Une des situations les plus pénibles pour les jaloux (et dans notre société tout le monde est jaloux) est celle qui résulte des conventions mondaines qui permettent une intimité très grande et dangereuse entre un homme et une femme. On devient la risée de tout le monde si l’on veut empêcher les rapprochements au bal, l’intimité des médecins avec leurs malades, la familiarité des occupations d’art, de peinture et surtout de musique. Pour que les gens s’occupent ensemble de l’art le plus noble, la musique, il faut une certaine intimité où l’on ne peut rien voir de blâmable : seul un sot jaloux de mari peut y trouver à redire. Et pourtant, chacun sait que, dans notre société, un grand nombre d’adultères se nouent, grâce précisément à ces occupations, surtout à la musique.

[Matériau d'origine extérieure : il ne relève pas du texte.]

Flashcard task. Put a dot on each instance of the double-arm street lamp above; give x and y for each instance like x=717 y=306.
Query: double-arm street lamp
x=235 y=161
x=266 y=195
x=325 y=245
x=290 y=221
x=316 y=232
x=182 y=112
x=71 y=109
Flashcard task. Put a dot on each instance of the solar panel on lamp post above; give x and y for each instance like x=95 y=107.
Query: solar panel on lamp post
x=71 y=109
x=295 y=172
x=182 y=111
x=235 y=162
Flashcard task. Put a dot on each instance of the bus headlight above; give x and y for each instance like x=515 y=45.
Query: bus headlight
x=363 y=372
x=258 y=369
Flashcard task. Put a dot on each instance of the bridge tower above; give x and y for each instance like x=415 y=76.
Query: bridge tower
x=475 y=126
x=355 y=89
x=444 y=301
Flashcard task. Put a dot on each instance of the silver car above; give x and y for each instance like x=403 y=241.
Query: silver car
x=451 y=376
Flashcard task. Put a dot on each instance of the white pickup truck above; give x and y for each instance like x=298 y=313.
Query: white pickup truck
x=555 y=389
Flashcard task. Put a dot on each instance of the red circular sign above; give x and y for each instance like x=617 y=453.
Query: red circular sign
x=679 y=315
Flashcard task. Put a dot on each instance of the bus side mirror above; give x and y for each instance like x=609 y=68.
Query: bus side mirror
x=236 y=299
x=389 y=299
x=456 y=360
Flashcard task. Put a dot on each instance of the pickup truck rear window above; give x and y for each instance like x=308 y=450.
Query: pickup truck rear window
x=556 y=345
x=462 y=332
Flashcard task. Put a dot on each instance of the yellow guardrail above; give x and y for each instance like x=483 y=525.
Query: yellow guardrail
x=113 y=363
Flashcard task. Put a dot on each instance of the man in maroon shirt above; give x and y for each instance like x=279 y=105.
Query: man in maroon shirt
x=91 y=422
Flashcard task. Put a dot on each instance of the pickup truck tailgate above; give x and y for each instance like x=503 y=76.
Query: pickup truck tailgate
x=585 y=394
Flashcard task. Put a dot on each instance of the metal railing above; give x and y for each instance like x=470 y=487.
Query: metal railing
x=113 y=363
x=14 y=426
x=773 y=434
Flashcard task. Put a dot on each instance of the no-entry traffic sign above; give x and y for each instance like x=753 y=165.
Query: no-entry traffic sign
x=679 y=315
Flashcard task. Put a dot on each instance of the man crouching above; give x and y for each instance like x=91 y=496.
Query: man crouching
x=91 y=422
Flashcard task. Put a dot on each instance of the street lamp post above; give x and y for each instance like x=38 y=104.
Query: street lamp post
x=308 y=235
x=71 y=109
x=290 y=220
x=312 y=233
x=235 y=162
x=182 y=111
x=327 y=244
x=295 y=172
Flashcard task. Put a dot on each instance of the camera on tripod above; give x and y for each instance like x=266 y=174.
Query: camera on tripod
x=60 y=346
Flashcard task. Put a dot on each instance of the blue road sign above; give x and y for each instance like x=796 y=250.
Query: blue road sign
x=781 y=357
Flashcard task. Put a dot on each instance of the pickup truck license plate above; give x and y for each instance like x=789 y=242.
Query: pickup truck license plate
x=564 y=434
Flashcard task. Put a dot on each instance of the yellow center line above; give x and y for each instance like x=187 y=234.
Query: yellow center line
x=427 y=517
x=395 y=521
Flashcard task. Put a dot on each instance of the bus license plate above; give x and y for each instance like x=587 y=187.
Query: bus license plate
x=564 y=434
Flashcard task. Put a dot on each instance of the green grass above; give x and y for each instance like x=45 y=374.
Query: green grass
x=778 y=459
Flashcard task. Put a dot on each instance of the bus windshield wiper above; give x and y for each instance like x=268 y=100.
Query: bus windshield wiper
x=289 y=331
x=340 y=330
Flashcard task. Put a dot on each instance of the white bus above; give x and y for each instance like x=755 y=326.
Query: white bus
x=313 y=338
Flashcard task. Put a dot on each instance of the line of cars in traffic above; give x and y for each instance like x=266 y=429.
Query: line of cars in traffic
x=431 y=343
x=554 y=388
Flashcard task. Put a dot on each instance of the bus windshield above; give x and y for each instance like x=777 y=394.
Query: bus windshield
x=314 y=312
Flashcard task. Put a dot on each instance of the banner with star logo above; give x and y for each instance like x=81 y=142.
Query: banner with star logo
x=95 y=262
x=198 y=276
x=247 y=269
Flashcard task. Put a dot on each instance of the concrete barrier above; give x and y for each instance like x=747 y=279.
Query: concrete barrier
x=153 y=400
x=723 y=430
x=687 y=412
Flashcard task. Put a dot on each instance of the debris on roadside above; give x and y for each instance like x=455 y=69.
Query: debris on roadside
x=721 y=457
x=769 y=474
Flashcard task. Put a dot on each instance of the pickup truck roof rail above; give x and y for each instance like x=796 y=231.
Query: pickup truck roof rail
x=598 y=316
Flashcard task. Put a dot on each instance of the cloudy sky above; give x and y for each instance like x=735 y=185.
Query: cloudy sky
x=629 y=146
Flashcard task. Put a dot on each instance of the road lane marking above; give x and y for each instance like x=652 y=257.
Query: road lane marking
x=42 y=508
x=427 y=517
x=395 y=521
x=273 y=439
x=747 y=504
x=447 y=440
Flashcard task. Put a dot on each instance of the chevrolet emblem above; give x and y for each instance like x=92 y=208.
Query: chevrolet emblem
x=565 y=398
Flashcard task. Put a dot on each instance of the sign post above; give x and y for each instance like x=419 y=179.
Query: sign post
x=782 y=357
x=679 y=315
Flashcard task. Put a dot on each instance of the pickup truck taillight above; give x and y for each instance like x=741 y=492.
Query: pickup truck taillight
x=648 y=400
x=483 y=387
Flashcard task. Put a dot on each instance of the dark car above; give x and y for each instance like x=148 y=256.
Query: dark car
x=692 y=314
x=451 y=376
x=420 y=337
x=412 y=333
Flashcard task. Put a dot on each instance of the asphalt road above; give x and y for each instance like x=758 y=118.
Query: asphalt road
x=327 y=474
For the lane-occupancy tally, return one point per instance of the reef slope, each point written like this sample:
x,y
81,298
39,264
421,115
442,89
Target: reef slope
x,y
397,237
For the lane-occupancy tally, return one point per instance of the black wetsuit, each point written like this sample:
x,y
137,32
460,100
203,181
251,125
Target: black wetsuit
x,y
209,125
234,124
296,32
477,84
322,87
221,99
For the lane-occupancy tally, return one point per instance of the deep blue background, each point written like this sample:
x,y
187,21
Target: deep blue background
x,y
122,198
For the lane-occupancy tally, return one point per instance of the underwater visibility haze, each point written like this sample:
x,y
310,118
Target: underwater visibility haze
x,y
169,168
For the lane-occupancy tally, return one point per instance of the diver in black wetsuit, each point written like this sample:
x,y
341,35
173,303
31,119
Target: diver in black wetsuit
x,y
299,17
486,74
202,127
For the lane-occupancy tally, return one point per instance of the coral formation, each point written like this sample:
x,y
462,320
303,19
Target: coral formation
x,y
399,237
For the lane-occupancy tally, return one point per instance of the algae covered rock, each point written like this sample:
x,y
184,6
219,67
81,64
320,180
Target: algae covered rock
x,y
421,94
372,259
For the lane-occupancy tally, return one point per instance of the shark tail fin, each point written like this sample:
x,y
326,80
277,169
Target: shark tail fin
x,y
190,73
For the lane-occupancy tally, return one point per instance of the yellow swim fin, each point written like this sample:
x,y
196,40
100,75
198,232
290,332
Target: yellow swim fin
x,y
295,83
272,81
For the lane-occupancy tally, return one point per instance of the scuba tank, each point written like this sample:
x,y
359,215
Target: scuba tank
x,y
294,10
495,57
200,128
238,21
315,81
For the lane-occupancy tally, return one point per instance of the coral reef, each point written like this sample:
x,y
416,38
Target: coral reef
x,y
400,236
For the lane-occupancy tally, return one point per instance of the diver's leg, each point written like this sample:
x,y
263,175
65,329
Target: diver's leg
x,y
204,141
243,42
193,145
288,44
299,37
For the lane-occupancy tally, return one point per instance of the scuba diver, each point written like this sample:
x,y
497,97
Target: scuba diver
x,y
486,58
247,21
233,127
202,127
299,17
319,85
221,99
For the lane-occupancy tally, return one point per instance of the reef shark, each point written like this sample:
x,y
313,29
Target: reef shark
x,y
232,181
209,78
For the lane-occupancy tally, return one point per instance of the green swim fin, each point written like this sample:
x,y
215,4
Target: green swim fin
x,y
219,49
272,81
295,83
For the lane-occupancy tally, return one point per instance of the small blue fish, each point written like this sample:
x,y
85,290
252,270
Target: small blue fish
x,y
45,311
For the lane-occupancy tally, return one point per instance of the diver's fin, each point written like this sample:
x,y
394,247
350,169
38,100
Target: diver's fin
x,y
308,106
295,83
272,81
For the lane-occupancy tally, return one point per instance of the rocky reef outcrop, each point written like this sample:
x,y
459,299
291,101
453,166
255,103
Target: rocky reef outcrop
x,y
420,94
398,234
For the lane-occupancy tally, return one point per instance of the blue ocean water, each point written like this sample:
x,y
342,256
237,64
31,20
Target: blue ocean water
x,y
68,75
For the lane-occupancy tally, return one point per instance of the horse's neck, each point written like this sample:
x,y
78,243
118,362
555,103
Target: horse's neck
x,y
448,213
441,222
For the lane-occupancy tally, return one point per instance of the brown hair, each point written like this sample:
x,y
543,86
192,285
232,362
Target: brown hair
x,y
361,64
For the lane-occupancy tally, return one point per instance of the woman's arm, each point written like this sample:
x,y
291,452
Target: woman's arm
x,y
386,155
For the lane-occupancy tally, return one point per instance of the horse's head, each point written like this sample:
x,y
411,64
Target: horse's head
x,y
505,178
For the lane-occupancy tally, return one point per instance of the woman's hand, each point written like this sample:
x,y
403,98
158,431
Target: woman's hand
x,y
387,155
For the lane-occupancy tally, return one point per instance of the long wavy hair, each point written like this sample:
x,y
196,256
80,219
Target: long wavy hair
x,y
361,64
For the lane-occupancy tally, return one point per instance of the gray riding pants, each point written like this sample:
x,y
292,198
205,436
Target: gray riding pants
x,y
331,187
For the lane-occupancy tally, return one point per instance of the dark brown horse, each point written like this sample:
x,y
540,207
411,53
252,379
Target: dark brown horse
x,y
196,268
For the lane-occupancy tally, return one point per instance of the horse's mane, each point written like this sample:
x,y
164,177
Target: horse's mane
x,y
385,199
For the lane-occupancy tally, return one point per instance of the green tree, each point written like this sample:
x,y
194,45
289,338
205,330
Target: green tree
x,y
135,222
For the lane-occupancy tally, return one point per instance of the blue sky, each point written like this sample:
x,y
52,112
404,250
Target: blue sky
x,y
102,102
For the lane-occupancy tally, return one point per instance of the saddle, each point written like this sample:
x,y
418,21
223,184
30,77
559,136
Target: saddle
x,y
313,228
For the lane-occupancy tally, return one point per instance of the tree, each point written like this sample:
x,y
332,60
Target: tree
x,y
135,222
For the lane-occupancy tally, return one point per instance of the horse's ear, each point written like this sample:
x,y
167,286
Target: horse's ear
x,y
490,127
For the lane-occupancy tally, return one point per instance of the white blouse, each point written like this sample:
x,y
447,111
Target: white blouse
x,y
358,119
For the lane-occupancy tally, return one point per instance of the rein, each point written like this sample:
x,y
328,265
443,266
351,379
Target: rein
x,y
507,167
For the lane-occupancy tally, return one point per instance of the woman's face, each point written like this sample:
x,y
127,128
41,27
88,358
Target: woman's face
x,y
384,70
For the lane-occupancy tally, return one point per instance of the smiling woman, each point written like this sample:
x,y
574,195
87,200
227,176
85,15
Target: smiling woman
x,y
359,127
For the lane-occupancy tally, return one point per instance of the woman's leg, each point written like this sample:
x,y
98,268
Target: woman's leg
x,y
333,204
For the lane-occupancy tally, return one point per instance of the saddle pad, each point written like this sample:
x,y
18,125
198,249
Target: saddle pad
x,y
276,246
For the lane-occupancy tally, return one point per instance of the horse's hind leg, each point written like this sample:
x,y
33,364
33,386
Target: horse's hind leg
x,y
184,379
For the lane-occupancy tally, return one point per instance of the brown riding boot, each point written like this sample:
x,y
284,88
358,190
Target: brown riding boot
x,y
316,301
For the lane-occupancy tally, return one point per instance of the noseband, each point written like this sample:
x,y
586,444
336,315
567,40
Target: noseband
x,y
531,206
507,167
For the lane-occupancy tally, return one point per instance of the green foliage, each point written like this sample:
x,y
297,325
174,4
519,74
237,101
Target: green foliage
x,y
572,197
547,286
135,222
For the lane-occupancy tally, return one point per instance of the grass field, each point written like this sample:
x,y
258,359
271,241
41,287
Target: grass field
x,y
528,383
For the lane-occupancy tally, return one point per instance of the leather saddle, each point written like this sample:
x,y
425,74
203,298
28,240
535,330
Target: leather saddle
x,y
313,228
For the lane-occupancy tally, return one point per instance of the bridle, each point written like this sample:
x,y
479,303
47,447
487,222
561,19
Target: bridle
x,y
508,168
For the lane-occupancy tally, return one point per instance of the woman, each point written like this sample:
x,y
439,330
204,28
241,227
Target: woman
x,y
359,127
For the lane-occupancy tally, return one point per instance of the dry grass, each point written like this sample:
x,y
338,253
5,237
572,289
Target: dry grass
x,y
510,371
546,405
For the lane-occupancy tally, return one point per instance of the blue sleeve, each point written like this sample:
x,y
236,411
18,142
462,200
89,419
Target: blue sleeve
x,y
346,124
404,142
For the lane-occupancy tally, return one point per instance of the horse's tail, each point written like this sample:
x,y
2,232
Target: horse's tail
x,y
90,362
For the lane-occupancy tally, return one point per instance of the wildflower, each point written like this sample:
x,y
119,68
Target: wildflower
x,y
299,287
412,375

Je les avais évidemment embarrassés parce que, pendant un bon moment, je n’avais pu rien dire. J’étais comme une bouteille renversée dont l’eau ne coule pas parce qu’elle est trop pleine. Je voulais l’injurier, le chasser, mais je sentais que je devais me montrer de nouveau aimable, affectueux envers lui. C’est ce que je fis, cette fois encore je fis mine d’approuver tout. Grâce à ce sentiment étrange qui me forçait de le traiter d’autant plus aimablement que sa présence m’était plus pénible, cette fois encore je fis mine d’approuver tout. Je dis que je m’en rapportais à son goût et je conseillai à ma femme d’en faire autant. Il resta juste le temps nécessaire pour effacer l’impression fâcheuse de ma brusque entrée avec une figure épouvantée. Il s’en alla, l’air satisfait des résolutions prises ; quant à moi, j’étais convaincu qu’en comparaison de ce qui les préoccupait la question de musique leur était tout à fait indifférente.

Je l’accompagnai très aimablement jusqu’a l’antichambre (comment ne pas accompagner un homme qui est arrivé pour troubler votre tranquillité et perdre le bonheur d’une famille entière ?) et je serrai sa main blanche et molle avec une amabilité particulière.